1 March 2018
An approaching surface low pressure center passed over west central Indiana on 1 March 2018 (Fig. 6), bringing widespread precipitation and gusty surface winds to the ACRE site. Most of the precipitation was forecast to occur in the warm sector of the low, with little to no trailing precipitation behind the cold front. Accordingly, a melting layer IOP was declared. DOW7 deployed at the ACRE site from 1300 to 1800 UTC, recording increased backing winds, indicating cold air advection in association with the frontal passage (FROPA; Fig 7). The IOP ended when the precipitation shield exited the range of the DOW at 1800 UTC.
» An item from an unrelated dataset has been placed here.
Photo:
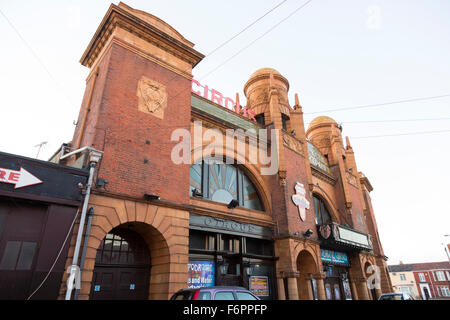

While the DOW was deployed, other EAPS 52300 students launched three iMet radiosondes from Purdue campus, recording the boundary layer cooling during the cold frontal passage (Fig. 6). Interestingly, the top of the boundary layer appeared to warm back up slightly following the surface frontal passage, even as the surface temperatures cooled. As a result, the 0 °C level dipped from 2489 m MSL at 1403 UTC to 2074 m MSL at 1616 UTC, then rebounded to 2229 m MSL at 1742 UTC.

Fig. 8: Temperature profiles at Purdue campus, measured by radiosondes launched during IOP1. The height of the 0 °C level in each profile is marked by a large dot.
EAPS 52300 student P. Saunders performed QVP analyses of the DOW data for this IOP (Fig. 7). This analysis showed clearly that the melting layer descended toward the surface during the cold FROPA, before rebounding slightly just prior to the end of the IOP. This behavior matches what would be expected based upon the sounding temperature profiles (Fig. 6). An interval of enhanced differential attenuation above the melting layer was also noted at 1704 UTC (Fig. 7b), associated attenuation to the northeast of an area of relatively heavy, possibly convective precipitation northeast of the DOW (Fig. 8a). An RHI scan through this cell (not shown) showed a relatively shallow, weak ZDR column.

Fig. 10 (clockwise from top left) PPI displays of DOW7 reflectivity (in dBZ), Doppler velocity (in m s-1), correlation coefficient (unitless), and ZDR (in dB) at an elevation angle of 4.0° at 1704 UTC.
The DOW7 polarimetric observations, including ZDR (e.g., Fig. 11a) and the temperature profile from the 1742 UTC radiosonde (Fig. 8) were ingested into the semi-supervised hydrometeor classification algorithm (SSHCA; Besic et al. 2016) contained in Py-ART. The ratio of gates classified as vertically aligned ice (VI) to dry snow (DS) seemed unrealistically high for the warm sector of an extratropical cyclone (Fig. 11b). Through azimuthal averaging of the near-vertically pointing “birdbath” scans (Gorgucci et al. 1999) collected with each volume (not shown), it was found that ZDR values recorded by the DOW’s “high” channel (9.5 GHz) were biased approximately 2.75 dB too low. ZDR values less than zero above the melting layer are commonly associated with vertically aligned ice. Applying a ZDR bias correction factor (Fig. 11c) resulted in a much more realistic ratio of vertically aligned ice to dry snow classified gates (Fig. 11d).